La dernière nouvelle me semble trop optimiste. Et croyez-vous que l’amour puisse trouver intérêt encore auprès des hommes de ce siècle si compétitif, capitaliste, obéissant servilement au Dieu argent ?
Oh si. L’amour continuera d’habiter le cœur des hommes à tous les âges de l’histoire de l’humanité. Il a instruit l’homme des cavernes, illuminé le cœur des brutes et des criminels, embelli l’âme des poètes et de tous les artistes au monde. Les femmes n’en finiront jamais d’attendre d’un homme qu’il leur susurre à l’oreille ‘’je t’aime’’. C’est le mot magique qui se conjugue à tous les temps, sur tous les modes et sous toutes les formes. Dans toutes les langues, existe la phrase ‘‘je t’aime’’. Ce ne sont pas tous les hommes ni toutes les femmes qui se laissent enlaidir l’âme par l’argent. Les grosses fortunes cachent le plus souvent des âmes et des cœurs en peine parce qu’en manque d’amour. Je connais beaucoup de gens riches qui envient les artistes, ces gens souvent pauvres, mais libres et tant désirés par les femmes pour leur grandeur d’âme et de coeur !
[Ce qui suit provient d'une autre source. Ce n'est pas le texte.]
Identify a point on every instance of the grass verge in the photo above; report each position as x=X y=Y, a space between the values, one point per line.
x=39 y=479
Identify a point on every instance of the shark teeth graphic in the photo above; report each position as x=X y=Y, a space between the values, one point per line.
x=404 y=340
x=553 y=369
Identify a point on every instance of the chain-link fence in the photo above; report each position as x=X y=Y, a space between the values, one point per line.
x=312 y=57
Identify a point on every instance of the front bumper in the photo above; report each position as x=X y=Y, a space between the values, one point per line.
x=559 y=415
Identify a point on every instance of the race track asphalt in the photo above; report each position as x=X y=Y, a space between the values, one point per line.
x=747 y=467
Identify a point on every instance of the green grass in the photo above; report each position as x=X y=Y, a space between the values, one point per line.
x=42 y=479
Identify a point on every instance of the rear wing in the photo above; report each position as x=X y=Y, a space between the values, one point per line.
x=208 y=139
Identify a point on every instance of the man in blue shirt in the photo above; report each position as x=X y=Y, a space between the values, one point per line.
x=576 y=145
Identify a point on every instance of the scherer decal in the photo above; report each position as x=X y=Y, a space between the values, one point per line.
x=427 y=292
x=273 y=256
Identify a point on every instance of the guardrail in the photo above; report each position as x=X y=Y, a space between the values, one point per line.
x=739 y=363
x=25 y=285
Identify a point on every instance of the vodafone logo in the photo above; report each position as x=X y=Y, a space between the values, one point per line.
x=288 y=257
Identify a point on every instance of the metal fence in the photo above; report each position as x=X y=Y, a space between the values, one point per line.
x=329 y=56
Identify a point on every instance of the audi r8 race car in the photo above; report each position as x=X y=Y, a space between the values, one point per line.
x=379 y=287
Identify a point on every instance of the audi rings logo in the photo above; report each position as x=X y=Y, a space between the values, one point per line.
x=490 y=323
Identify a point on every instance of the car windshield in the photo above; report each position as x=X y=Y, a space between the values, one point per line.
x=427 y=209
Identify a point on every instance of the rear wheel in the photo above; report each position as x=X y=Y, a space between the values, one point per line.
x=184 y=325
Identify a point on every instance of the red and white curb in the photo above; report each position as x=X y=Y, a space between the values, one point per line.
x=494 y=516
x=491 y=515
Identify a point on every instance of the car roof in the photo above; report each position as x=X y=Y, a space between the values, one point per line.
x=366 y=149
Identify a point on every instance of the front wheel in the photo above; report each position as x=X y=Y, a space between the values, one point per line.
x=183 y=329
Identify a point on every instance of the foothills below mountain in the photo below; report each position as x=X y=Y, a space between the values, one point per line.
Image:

Votre recueil et ses personnages étant optimistes, l’amour ne serait-il pas, finalement, un grand rire ? Pourquoi ?
Oui. Un grand rire. Une immense et douce plaisanterie. C’est pourquoi, après les grandes ruptures et déchirures amoureuses, vient toujours le temps de la grande et véritable amitié. Car les vraies amours ne meurent jamais. Elles se transforment.